There are an estimated 370 million indigenous people in some 90 countries across the globe, who constitute 15 per cent of the world’s poor and about one third of the world’s 900 million extremely poor rural people. Practicing unique traditions, they retain social, cultural, economic and political characteristics distinct from those of the dominant societies in which they live.

Also delivering remarks, President of the General Assembly, John Ashe, noted progress made in securing indigenous peoples’ rights over the past two decades, saying that “there is still a long way to go in the journey towards the concerted and decisive action.”

“The historical marginalization of indigenous peoples is still an unfortunate reality in today’s world and in many places, daunting obstacles are a part of daily life,” Mr. Ashe said through a statement delivered by his Special Advisor, Crispin Gregoire.

With the Second International Decade of the World’s Indigenous People coming to an end and the World Conference in September 2014, this year carries particular importance and significance, he noted.

The UN Declaration on the Rights of Indigenous Peoples, adopted by the General Assembly in 2007, recognized their right to self-determination and to freely pursue their economic, social and cultural development.

Also delivering statements this afternoon were Mr. Wu, in his capacity as Under-Secretary-General of Economic and Social Affairs, Daniela Bas, Director of the Division for Social Policy and Development, and Grand Chief Edward John, Vice Chair of the UN Permanent Forum on Indigenous Issues. An interactive dialogue followed, as well as a screening of a documentary film titled “Guswenta: Renewing the Two Row Wampum.”

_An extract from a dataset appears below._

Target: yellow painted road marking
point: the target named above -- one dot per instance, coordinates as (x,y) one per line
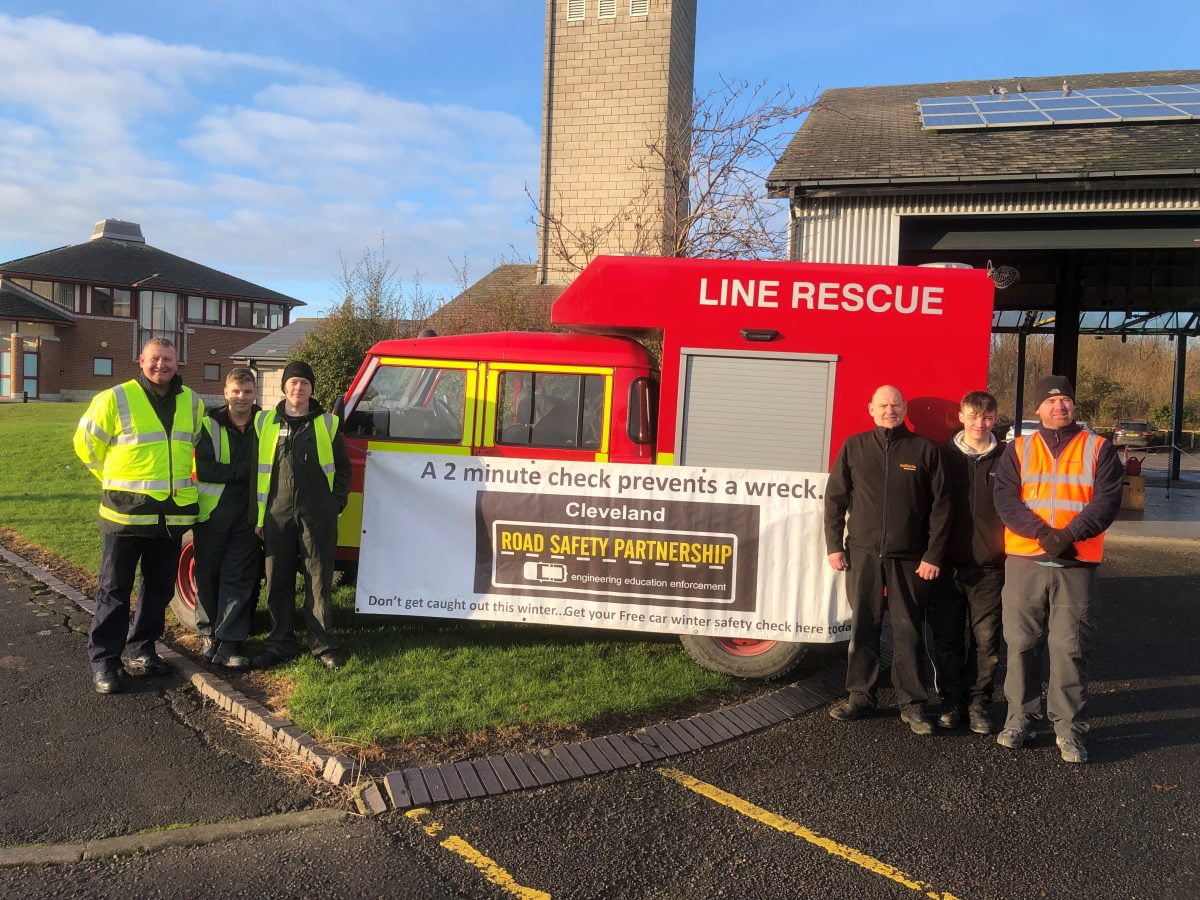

The film tells the story of the Two Row Campaign which culminated in 2013 with over 200 indigenous and non-indigenous people arriving in Manhattan after having collectively travelled hundreds of miles on rivers by canoe, and by road on horseback to honour the first treaty – the Two Row Wampum – concluded between Dutch immigrants and the Haudenosaunee (a confederacy of six nations, with its seat in the Onondaga nation in New York State) in 1613.